A Miss Portugal era um desses momentos. O suspense de saber se a miss vinha do Bombarral ou da baixa da Banheira era enorme. Não pela proveniência, mas pelos atributos da moçoila.
Sim, sejamos claros, o que contava mesmo era a fronha da menina, se tinha os dentes brancos como um frigorífico, a tez clara como a antiga areia do Lenteiro. As maminhas, firmes e embicadas como se fossem dois botões das velhas telefonias. O rabiosque, qual pêssego rosado, saindo dos fatos-de-banho quase na totalidade, deixando-nos a adivinhar o resto.
Eram momentos fantásticos para toda a família, elas porque queriam ser iguais à miss, eles porque queriam ver as respectivas iguais á miss. Um fim unitário. A harmonia familiar, em suma.
Só havia uma coisa que chateava. Como em quase tudo, vencedora só podia haver uma, a que ganhava a coroa no final, que se sentava de perna cruzada na cadeira da beleza, empunhando o ceptro na direcção de todas as derrotadas. A Miss.
As outras, coitadas, eram só para encher pneus. Pernas tortas, lisas como os pais, rabudas como as mães e avós. Uma desgraça, portanto.
Para o desnível entre a Miss e as restantes não ser tão grande, tinha de se encotrar forma de o esbater. Assim, para não ferir susceptibilidades e contribuir para a diminuição das depressões e suicídios juvenis, resolveu criar-se um conjunto de prémios para as mais fracas. Os prémios para as que nunca haviam de ser nada, pelo menos relacionadas com beleza.
E assim surgem as damas de honor, a Miss Fotogenia e, o que sempre gostei mais, a Miss Simpatia.
Miss Simpatia. Duas palavras para desferir o maior ataque a uma mulher digna desse nome. Do género, «o que achas da minha namorada nova?» «Bem... é muito simpática».
Traduzindo, é feia que nem um bode e tem um hálito de cavalo rançoso.
A Miss Simpatia é, basicamente, um título de pena, dado às que não têm ponta por onde se lhes pegue. As coitadinhas, de quem toda a gente tem pena, de tal forma que são eleitas pelas suas pares.
Enfim, o refugo dos refugos.
Regressando ao início do post, não posso deixar de fazer o paralelismo entre o gajo simpático a quem me refiro e a Miss Simpatia.
Será que ainda ninguém se apercebeu que se só relevam essa qualidade é porque todas as outras não existem?
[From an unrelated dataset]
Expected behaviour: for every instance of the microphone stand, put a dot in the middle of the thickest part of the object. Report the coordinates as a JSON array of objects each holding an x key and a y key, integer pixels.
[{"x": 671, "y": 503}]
Será que ainda ninguém se deu conta que andamos todos a ter pena do gajo. Qualquer coisa como, «não manda em ninguém, é comido por todos, ultrapassado pelos mais pequenos, mas... é simpático.
Mais uma asneira, FODA-SE, que miséria. A pena é um sentimento que não se pode ter por ninguém daquele tamanho.
Vamos fazer um favor ao Mister Simpatia e pô-lo em casa.
Vamos pagar-lhe um curso de postura agressiva, necessária a quem quer dirigir não sei quantos funcionários.
Vamos comprar-lhe um livro do género, «Como Ser Líder Em Trinta Anos».
Vamos esperar que ele demore quarenta e lê-lo e mais vinte a compreendê-lo.
Vamos...
Vamos todos à merda se continuamos a brincar às miss e aos mister.